Ernst & Young have expressed the view that: “Going green is expensive but could pay dividends if consumer tastes and regulation shift quickly. Carbon trading is a reality in Europe and will almost certainly happen in the US.” Companies will more and more be expected to know and reveal their carbon footprint.

South Africa’s Dr Wayne Visser who edited The A to Z of Corporate Responsibility which was released in July says corporate sustainability and responsibility have replaced corporate social responsibility.

He says that in the past CSR was about image and brand. No longer. It’s about business sense. Multi-million dollar retailer, Wal-Mart, as an example, now sells only organic cotton and sustainable fish. Locally, Woolworths are reducing their products containing genetically modified ingredients and clearly labeling where they do exist, their wood products are now sourced from sustainably managed forests and more and more organic food & clothing is being offered to consumers.

In future, Visser suggests, companies won’t be ranked, they will be rated. There is no point in having great profits, if you’re a major polluter or a bad employer – those aspects will increasingly count in a company or a nation’s favour, or against it.

At AstroTech we can see the wisdom of those words.
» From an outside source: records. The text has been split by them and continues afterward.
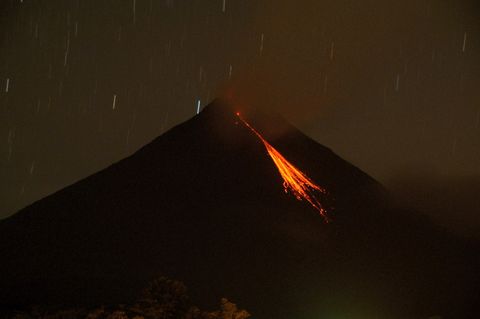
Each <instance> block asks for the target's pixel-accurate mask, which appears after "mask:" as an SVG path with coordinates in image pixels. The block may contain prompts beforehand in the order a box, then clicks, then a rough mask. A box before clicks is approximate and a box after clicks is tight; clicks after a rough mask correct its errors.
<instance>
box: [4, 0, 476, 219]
mask: <svg viewBox="0 0 480 319" xmlns="http://www.w3.org/2000/svg"><path fill="white" fill-rule="evenodd" d="M0 14H1V22H0V218H1V217H5V216H8V215H10V214H12V213H14V212H15V211H16V210H18V209H20V208H22V207H24V206H25V205H27V204H29V203H31V202H32V201H35V200H38V199H40V198H42V197H44V196H45V195H47V194H50V193H52V192H54V191H56V190H58V189H60V188H62V187H64V186H66V185H68V184H71V183H73V182H75V181H77V180H78V179H80V178H83V177H86V176H88V175H89V174H92V173H94V172H96V171H98V170H100V169H102V168H104V167H106V166H108V165H110V164H111V163H113V162H115V161H118V160H120V159H122V158H123V157H125V156H127V155H129V154H131V153H132V152H134V151H135V150H136V149H138V148H139V147H140V146H142V145H144V144H145V143H147V142H149V141H150V140H151V139H153V138H155V137H156V136H158V135H160V134H162V133H163V132H165V131H166V130H167V129H168V128H170V127H172V126H174V125H176V124H178V123H180V122H182V121H184V120H186V119H188V118H190V117H192V116H194V115H195V114H196V109H197V103H198V100H200V103H201V105H202V106H204V105H205V104H207V103H208V102H209V101H211V100H212V99H213V98H214V97H216V96H218V95H221V94H223V93H224V92H226V91H228V92H229V93H230V94H232V95H233V96H234V97H235V98H236V99H237V100H238V101H239V102H241V103H249V104H253V105H259V106H267V107H270V108H273V109H275V110H278V111H280V112H281V113H283V114H284V115H285V117H287V118H288V119H289V120H290V121H292V122H293V123H294V124H295V125H297V126H298V127H299V128H300V129H302V130H303V131H305V132H306V133H307V134H309V135H310V136H312V137H313V138H314V139H316V140H317V141H319V142H320V143H322V144H324V145H326V146H329V147H330V148H332V149H333V150H334V151H335V152H336V153H338V154H339V155H341V156H342V157H344V158H346V159H347V160H349V161H350V162H352V163H353V164H355V165H357V166H358V167H360V168H361V169H363V170H364V171H366V172H367V173H369V174H371V175H372V176H374V177H375V178H377V179H378V180H380V181H381V182H383V183H385V184H391V185H397V184H399V183H397V182H396V181H398V180H401V181H402V183H400V184H401V185H402V187H404V185H409V184H408V182H407V184H405V182H404V181H405V180H408V179H416V178H417V177H415V176H416V175H417V173H418V175H419V176H422V179H425V178H426V177H425V176H426V175H428V176H429V177H427V178H426V179H428V181H425V180H423V182H424V183H423V184H422V185H424V184H429V183H430V182H431V183H433V184H436V183H437V182H438V180H441V181H442V183H443V182H445V183H447V184H448V183H449V181H450V179H452V180H454V181H459V180H463V177H465V176H467V177H468V181H469V182H468V183H472V184H471V185H475V186H472V187H473V188H474V187H477V188H476V189H477V190H480V187H478V185H480V177H479V178H477V177H478V176H480V93H479V90H478V89H479V88H480V32H479V31H480V30H479V28H480V10H479V6H478V5H476V4H475V1H470V0H459V1H454V0H443V1H442V0H435V1H434V0H415V1H413V0H406V1H385V0H364V1H358V0H335V1H333V0H332V1H322V0H315V1H313V0H308V1H283V0H264V1H262V0H258V1H253V0H226V1H223V0H183V1H180V0H163V1H159V0H158V1H157V0H125V1H118V0H110V1H106V0H71V1H68V0H43V1H41V0H23V1H21V0H3V1H1V3H0ZM425 172H427V174H425ZM405 176H407V177H405ZM411 176H414V177H411ZM438 176H441V178H440V179H439V178H438ZM416 185H418V183H417V184H416ZM462 185H463V184H462ZM469 185H470V184H469ZM402 187H397V188H402ZM425 187H427V186H425ZM462 187H463V186H462ZM406 188H408V187H406ZM460 188H461V187H460ZM439 189H441V190H442V191H445V188H441V187H440V188H439ZM432 192H433V193H432V194H436V193H435V191H432ZM475 194H476V193H475V192H472V195H471V196H470V197H471V198H473V197H475V198H478V196H477V195H475ZM429 196H430V195H429ZM470 197H469V198H470ZM467 206H468V205H467ZM471 207H472V206H468V210H469V211H470V212H472V209H471Z"/></svg>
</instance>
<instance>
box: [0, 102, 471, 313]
mask: <svg viewBox="0 0 480 319" xmlns="http://www.w3.org/2000/svg"><path fill="white" fill-rule="evenodd" d="M237 111H238V110H237V109H236V108H235V107H232V106H230V105H228V104H227V103H225V102H222V101H219V100H216V101H214V102H213V103H212V104H210V105H208V106H207V107H205V109H204V110H203V111H202V112H201V113H200V114H199V115H197V116H195V117H193V118H192V119H190V120H188V121H186V122H185V123H183V124H181V125H178V126H177V127H175V128H173V129H171V130H170V131H168V132H167V133H165V134H163V135H162V136H160V137H158V138H156V139H155V140H153V141H152V142H151V143H149V144H148V145H146V146H144V147H143V148H141V149H140V150H138V151H137V152H136V153H134V154H133V155H132V156H130V157H128V158H125V159H123V160H121V161H119V162H118V163H116V164H113V165H112V166H110V167H108V168H106V169H104V170H102V171H100V172H98V173H96V174H93V175H91V176H89V177H87V178H85V179H83V180H81V181H79V182H77V183H75V184H73V185H71V186H68V187H66V188H64V189H62V190H60V191H58V192H56V193H54V194H52V195H50V196H48V197H46V198H44V199H42V200H40V201H38V202H36V203H34V204H32V205H30V206H28V207H26V208H24V209H22V210H21V211H19V212H18V213H16V214H14V215H13V216H11V217H9V218H7V219H5V220H3V221H1V222H0V256H1V259H2V261H1V263H0V274H1V276H0V304H1V306H2V307H4V308H19V307H24V306H28V305H31V304H41V305H94V304H107V303H117V302H124V301H129V300H131V299H132V298H133V297H134V296H136V295H138V292H139V291H140V290H141V289H142V288H143V287H144V286H145V285H146V284H147V282H148V281H149V280H151V279H152V278H153V277H155V276H157V275H160V274H161V275H166V276H169V277H171V278H174V279H178V280H182V281H184V282H185V284H186V285H187V286H188V287H189V289H190V295H191V296H192V299H194V301H195V302H197V303H198V304H200V305H204V306H206V307H208V306H213V305H214V304H216V302H217V301H218V299H219V298H220V297H222V296H225V297H228V298H231V299H232V300H234V301H235V302H237V303H238V304H239V305H240V306H241V307H243V308H246V309H247V310H249V311H250V312H252V313H253V314H254V315H255V317H256V318H273V317H276V318H294V317H295V318H312V317H313V316H315V317H319V316H329V317H331V316H337V317H338V316H342V317H349V318H357V317H358V318H363V317H368V318H375V317H379V318H397V317H404V316H409V318H416V317H419V318H421V317H426V316H431V315H443V316H446V317H447V318H448V316H449V315H452V316H453V315H455V316H456V318H468V317H469V316H470V315H473V314H475V310H473V309H472V308H471V306H473V305H475V302H476V300H475V298H476V296H477V295H476V293H478V290H475V289H476V287H475V284H476V283H478V278H477V277H476V266H477V264H476V261H477V260H476V259H475V258H476V257H475V255H474V254H473V253H472V252H473V251H475V250H474V249H475V248H476V246H475V245H474V244H472V243H469V242H467V241H464V240H462V239H460V238H457V237H454V236H452V235H449V234H447V233H445V232H443V231H442V230H440V229H438V228H436V227H435V226H434V225H432V224H431V223H430V222H429V221H428V220H427V219H426V218H424V217H422V216H420V215H417V214H415V213H411V212H408V211H406V210H402V209H398V208H396V207H393V206H392V205H391V204H390V203H389V200H388V196H387V193H386V191H385V190H384V189H383V188H382V186H381V185H380V184H378V183H377V182H376V181H375V180H373V179H372V178H370V177H369V176H368V175H367V174H365V173H363V172H362V171H360V170H359V169H358V168H356V167H354V166H353V165H351V164H349V163H347V162H346V161H344V160H342V159H341V158H340V157H338V156H337V155H335V154H334V153H333V152H332V151H331V150H329V149H328V148H326V147H324V146H322V145H320V144H318V143H316V142H315V141H313V140H312V139H310V138H308V137H307V136H305V135H304V134H303V133H301V132H300V131H298V130H297V129H296V128H295V127H293V126H291V125H290V124H289V123H287V122H286V121H285V120H284V119H283V118H282V117H280V116H278V115H272V114H268V113H262V112H260V111H256V110H253V109H242V110H240V111H241V112H242V113H241V114H242V118H244V119H245V120H247V121H248V122H249V123H250V124H251V125H252V126H253V127H255V129H256V130H257V131H258V132H259V133H260V134H262V136H263V137H264V138H265V139H266V140H267V141H268V142H269V143H270V144H271V145H272V146H273V147H275V148H276V149H277V150H278V151H279V152H280V153H281V154H282V155H283V156H284V157H285V158H286V159H287V160H288V161H290V162H291V163H292V164H293V165H295V166H296V167H298V168H299V169H300V170H301V171H303V172H304V173H305V174H306V175H308V177H309V178H310V179H311V180H313V181H314V182H315V183H317V184H318V185H320V186H321V187H323V188H325V189H326V190H327V192H328V195H326V196H322V197H321V198H320V199H319V200H321V202H322V205H325V207H327V213H328V215H329V217H330V218H331V222H330V223H328V224H327V223H325V221H324V219H323V218H322V217H321V216H320V215H319V214H318V211H317V210H315V209H313V208H312V206H310V205H309V203H308V202H306V201H298V200H297V199H296V198H295V197H294V196H293V195H291V194H288V193H287V194H286V193H285V192H284V188H283V185H282V182H283V180H282V178H281V176H280V174H279V172H278V170H277V168H276V167H275V165H274V163H273V161H272V160H271V158H270V157H269V155H268V153H267V151H266V149H265V146H264V145H263V143H262V142H261V141H260V140H259V138H258V137H257V136H256V135H255V134H252V131H251V130H249V129H248V128H247V127H246V126H245V125H244V124H243V123H242V122H241V121H239V118H238V117H237V116H236V114H235V113H236V112H237ZM477 314H478V312H477Z"/></svg>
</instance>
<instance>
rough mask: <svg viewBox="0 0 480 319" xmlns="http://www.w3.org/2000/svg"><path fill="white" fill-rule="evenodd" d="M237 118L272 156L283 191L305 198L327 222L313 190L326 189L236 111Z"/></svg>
mask: <svg viewBox="0 0 480 319" xmlns="http://www.w3.org/2000/svg"><path fill="white" fill-rule="evenodd" d="M237 116H238V118H239V119H240V120H241V121H242V122H243V124H245V126H246V127H248V128H249V129H250V130H251V131H252V132H253V133H255V135H256V136H257V137H258V138H259V139H260V140H261V141H262V142H263V145H265V148H266V149H267V152H268V155H270V157H271V158H272V160H273V162H274V163H275V165H276V166H277V169H278V172H279V173H280V175H281V176H282V178H283V187H284V189H285V192H286V193H288V192H289V191H290V192H291V193H292V194H293V195H294V196H295V197H296V198H297V199H298V200H300V201H301V200H306V201H308V202H309V203H310V205H312V206H313V207H314V208H315V209H316V210H317V211H318V212H319V213H320V215H321V216H322V217H323V218H324V220H325V222H327V223H328V222H329V220H330V219H329V218H328V216H327V211H326V209H325V208H324V206H323V205H322V204H321V203H320V201H319V200H318V199H317V197H316V196H315V192H319V193H322V194H326V193H327V191H326V190H325V189H324V188H322V187H320V186H318V185H317V184H315V183H314V182H313V181H312V180H311V179H310V178H308V177H307V175H305V174H304V173H303V172H302V171H300V170H299V169H298V168H296V167H295V166H294V165H293V164H292V163H290V162H289V161H287V160H286V159H285V157H283V156H282V154H280V153H279V152H278V151H277V150H276V149H275V148H274V147H273V146H272V145H270V143H268V142H267V141H266V140H265V139H264V138H263V137H262V136H261V135H260V133H258V132H257V130H255V129H254V128H253V127H252V126H251V125H250V124H248V122H247V121H245V120H244V119H243V118H242V117H241V116H240V113H238V112H237Z"/></svg>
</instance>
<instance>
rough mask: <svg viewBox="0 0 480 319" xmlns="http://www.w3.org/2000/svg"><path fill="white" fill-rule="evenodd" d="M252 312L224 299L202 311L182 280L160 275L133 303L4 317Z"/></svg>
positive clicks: (155, 279)
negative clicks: (214, 310)
mask: <svg viewBox="0 0 480 319" xmlns="http://www.w3.org/2000/svg"><path fill="white" fill-rule="evenodd" d="M248 317H250V314H249V313H248V312H247V311H246V310H240V309H238V308H237V306H236V305H235V304H234V303H232V302H230V301H229V300H227V299H226V298H222V299H221V301H220V309H218V310H215V311H202V310H200V309H199V308H198V307H196V306H194V305H193V304H192V303H191V301H190V299H189V297H188V295H187V288H186V287H185V285H184V284H183V283H181V282H179V281H175V280H171V279H168V278H165V277H160V278H157V279H155V280H154V281H152V282H151V283H150V284H149V286H148V287H147V288H146V289H145V290H144V291H143V292H142V293H141V295H140V297H139V298H138V300H136V301H135V302H133V303H131V304H121V305H103V306H99V307H95V308H68V309H43V308H42V307H39V306H35V307H32V309H30V310H29V311H14V312H10V313H7V314H4V315H3V316H1V318H5V319H34V318H35V319H37V318H38V319H39V318H41V319H246V318H248Z"/></svg>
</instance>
The world is moving extremely fast, never before has it been as necessary to have ongoing skills development and life-long learning as it is today.

AstroTech prides itself on having excellent facilitators, all of whom have extensive hands-on business experience and who encourage the sharing of knowledge and practical applications in our courses.

To conclude I quote from the words of successful South African corporate leader, Norbert Claussen who heads Powertech, he says: “You have to have a dream, to put the dream in place you have to have a plan, and you can only win when you know the odds.” To that I’d like to add, you can only accurately assess the odds if your management training has given you the tools to look beyond that which is immediately apparent and if you do this your chances of achieving your dream are so much greater.

I’d like to thank you all for joining us here this morning and thank you for all your support throughout the year. I’m now going to handover to Celeste Allan who will be talking to us about “Labour Law and the Real World”. Thank you.